D’après Philippe Ollagnier, professeur de sciences sociales à l’université Paris 1 : « Par ce retour au territoire, la science-fiction nous invite à tirer une ultime et paradoxale leçon : le nécessaire retour au réel. Cependant, il s’agit d’un réel complexe, car humain, il est fait de désirs et de désillusions. Mêlant sciences expérimentales et sciences sociales, plus problématisées, s’attachant au côté pratique des choses, la science-fiction entre aujourd’hui dans un cycle nouveau, plus spéculatif qu’admiratif, plus pratique qu’utopique, plus limitatif dans le temps qu’elle ne l’a jamais été ».
Comme nous l’avions mentionné dans l’introduction, la science fiction moderne débute dans les premières décennies du XXème siècle, et décrit principalement une expérience d’errance à faible budget. Ainsi, Susan Sontag a déclaré dans l’Imagination du Désastre que le « caractère de divertissement d’évasion de la science fiction, des années 1930 à 1940, est incompatible avec la capacité pour ce type de cinéma de développer un critique social cohérent efficace et solide ».
Suite à un rejet d’utopisme social, causé par la Guerre Froide, ou encore de la crise environnementale, la science fiction revient sur la planète bleue car selon William Gibson :
« La Terre est la planète aliène aujourd’hui». Les réalisateurs décident de filmer dans des lieux réels du monde avec des techniques qui varient légèrement afin d’émettre une critique sur le présent.
Pour mieux expliquer ce « phénomène » de retour, nous allons l’appliquer à la maison, qui pour nous est un élément structurant fondamental de notre quotidienne, de nos mouvements. C’est par là que nous allons mieux comprendre le déracinement qui permet l’enracinement. En 1957, le sociologue Paul-Henry Chombart de Lauwe va demander à une étudiante parisienne en science politique de tenir un journal référençant ses déplacements quotidiens. La retranscription de ses mouvements dessine l’apparence d’une explosion cosmique qui relie l’appartement de la jeune femme, au centre, aux différents lieux qu’elle fréquente (fig. 63).

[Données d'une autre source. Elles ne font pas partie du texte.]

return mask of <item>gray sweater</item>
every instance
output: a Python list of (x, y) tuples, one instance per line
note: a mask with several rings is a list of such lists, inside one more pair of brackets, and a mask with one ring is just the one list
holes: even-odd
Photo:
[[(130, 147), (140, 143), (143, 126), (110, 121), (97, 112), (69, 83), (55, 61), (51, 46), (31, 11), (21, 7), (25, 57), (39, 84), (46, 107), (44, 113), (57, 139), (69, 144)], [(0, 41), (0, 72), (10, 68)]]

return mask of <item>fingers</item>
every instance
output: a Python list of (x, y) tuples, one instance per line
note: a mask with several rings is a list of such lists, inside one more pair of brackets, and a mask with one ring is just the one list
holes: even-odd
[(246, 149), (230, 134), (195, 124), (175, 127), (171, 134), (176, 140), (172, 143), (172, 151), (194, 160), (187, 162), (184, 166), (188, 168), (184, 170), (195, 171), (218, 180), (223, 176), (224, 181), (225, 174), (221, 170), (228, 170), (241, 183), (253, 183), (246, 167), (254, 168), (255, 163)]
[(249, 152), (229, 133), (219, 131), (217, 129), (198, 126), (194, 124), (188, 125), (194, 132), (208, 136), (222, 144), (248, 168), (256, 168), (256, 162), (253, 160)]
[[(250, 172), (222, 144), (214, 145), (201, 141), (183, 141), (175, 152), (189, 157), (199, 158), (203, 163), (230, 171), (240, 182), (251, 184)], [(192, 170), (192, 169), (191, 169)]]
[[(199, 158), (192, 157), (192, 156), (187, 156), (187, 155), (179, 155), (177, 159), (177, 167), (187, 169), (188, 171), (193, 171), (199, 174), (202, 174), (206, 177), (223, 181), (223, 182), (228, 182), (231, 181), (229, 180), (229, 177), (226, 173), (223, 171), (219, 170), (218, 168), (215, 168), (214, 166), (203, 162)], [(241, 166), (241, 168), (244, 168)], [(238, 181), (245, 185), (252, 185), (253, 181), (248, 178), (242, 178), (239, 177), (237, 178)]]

Le philosophe Otto Bollnow voit la maison comme le « point zéro » de l’homme : elle désigne son centre de gravité. C’est un lieu à l’intérieur duquel l’homme se réfugie des dangers extérieurs pour se reposer et rêver. Sans maison, un homme perd une référence primordiale, qu’il va, tout de même, désespérément essayer de retrouver dans ces déplacements. De la même façon, nous pouvons suggérer que le cinéma de science fiction, post années 1970, accepte finalement de revenir pour s’enraciner sur la Terre, dans l’intérêt de l’industrie cinématographique et vont susciter l’attention des foules, dans l’intérêt des réalisateurs qui peuvent maintenant effectuer un réel critique du présent et dans l’intérêt du spectateur qui va être confronté à une exagération de phénomènes problématiques de son quotidien, pour être invité à réfléchir sur son rôle dans une société en changement perpétuel.   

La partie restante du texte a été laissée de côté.